Le prime novità da Nyon riguardano l’impossibilità di stipulare contratti quinquennali per i giocatori acquistati, ma di poter proporre accordi di massimo tre anni. Poi, secondo le nuove regole, i ricavi possono derivare solo da incassi sui diritti TV, sui tickets e sul marketing. Sembrano tutte misure… Anti-Milan. Elliott però sta preparando la sua controffensiva, sta lavorando con i suoi legali per trovare le vie di uscita, necessarie perchè il club rossonero possa tornare competitivo. Venerdì primo incontro il Svizzera, poi ,dopo le dovute riflessioni, verrà presa la decisione di ricorrere al Tas, per la seconda volta in pochi mesi.

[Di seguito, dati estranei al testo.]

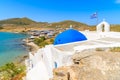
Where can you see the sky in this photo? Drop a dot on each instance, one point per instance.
(59, 10)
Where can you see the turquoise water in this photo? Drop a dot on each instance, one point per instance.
(11, 46)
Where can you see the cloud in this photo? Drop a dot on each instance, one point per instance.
(118, 1)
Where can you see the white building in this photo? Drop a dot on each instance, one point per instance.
(40, 65)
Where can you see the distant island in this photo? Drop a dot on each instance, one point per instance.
(25, 24)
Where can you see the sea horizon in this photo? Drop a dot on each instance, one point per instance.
(11, 46)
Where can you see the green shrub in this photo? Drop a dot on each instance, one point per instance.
(1, 27)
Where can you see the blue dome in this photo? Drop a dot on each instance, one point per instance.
(68, 36)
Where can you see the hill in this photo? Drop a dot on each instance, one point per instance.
(28, 24)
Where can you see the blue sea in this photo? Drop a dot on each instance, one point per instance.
(11, 46)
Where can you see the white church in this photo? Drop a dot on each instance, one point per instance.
(40, 65)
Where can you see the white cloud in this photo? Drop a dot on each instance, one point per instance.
(118, 1)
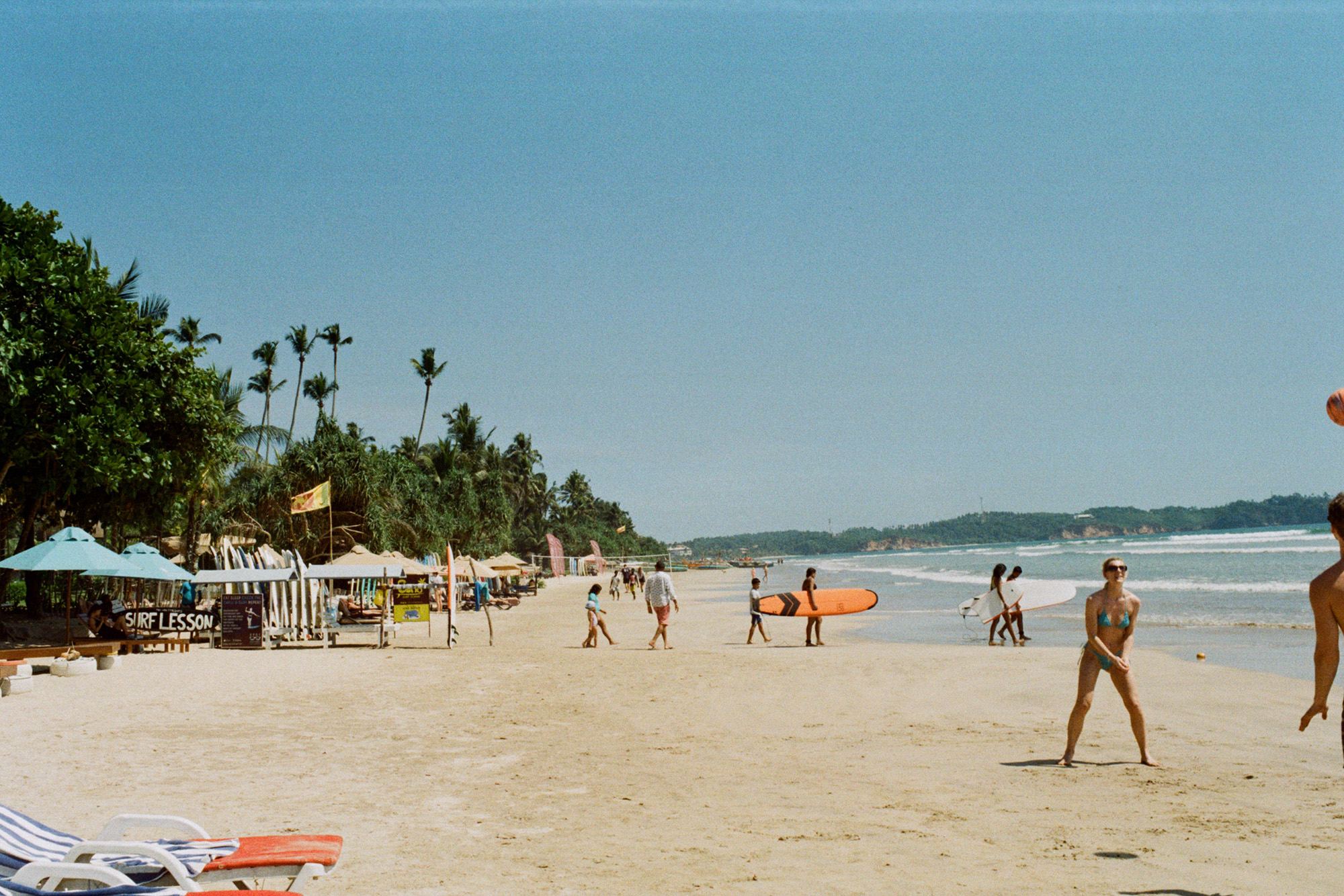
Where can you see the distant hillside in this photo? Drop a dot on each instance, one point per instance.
(998, 527)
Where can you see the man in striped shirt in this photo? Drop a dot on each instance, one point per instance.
(658, 596)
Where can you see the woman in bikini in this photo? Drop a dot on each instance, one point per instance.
(1112, 615)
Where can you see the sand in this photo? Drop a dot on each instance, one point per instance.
(536, 766)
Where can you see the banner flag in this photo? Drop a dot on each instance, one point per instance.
(557, 555)
(314, 499)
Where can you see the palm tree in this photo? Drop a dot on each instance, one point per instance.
(318, 389)
(333, 337)
(303, 345)
(154, 308)
(425, 370)
(264, 384)
(267, 355)
(189, 334)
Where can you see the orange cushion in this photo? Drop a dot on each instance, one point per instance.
(286, 850)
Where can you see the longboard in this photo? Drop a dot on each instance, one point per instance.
(1034, 596)
(831, 602)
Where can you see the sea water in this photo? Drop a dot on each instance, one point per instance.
(1238, 597)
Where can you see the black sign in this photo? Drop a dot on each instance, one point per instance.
(157, 620)
(241, 620)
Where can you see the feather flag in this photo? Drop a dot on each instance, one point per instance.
(314, 499)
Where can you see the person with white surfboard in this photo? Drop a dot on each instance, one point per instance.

Intanto, a livello campo, i prossimi giorni dovrebbero chiarire come si concluderà l’intrigata questione legata al futuro di Higuaín. Milan? Per quante stagioni? Oppure il Chelsea subito? Non risultano per ora contatti tra il club inglese e la Juventus, detentrice del cartellino. Non mi è chiara ancora la strategia di Leonardo, che ha messo l’argentino davanti alle sue responsabilità. Lo aiuterà forse a trovare gli stimoli giusti, ma si mormora anche di un Pipita furioso a causa delle parole del suo dirigente.

Per i tifosi rossoneri la priorità è avere in campo il miglior Higuaín sotto l’aspetto morale e fisico. Solo così le speranze di conquistare un posto in Champions League aumenterebbero. Senza il miglior Higuaín o, peggio, addirittura senza Higuaín tutto si complicherebbe maledettamente.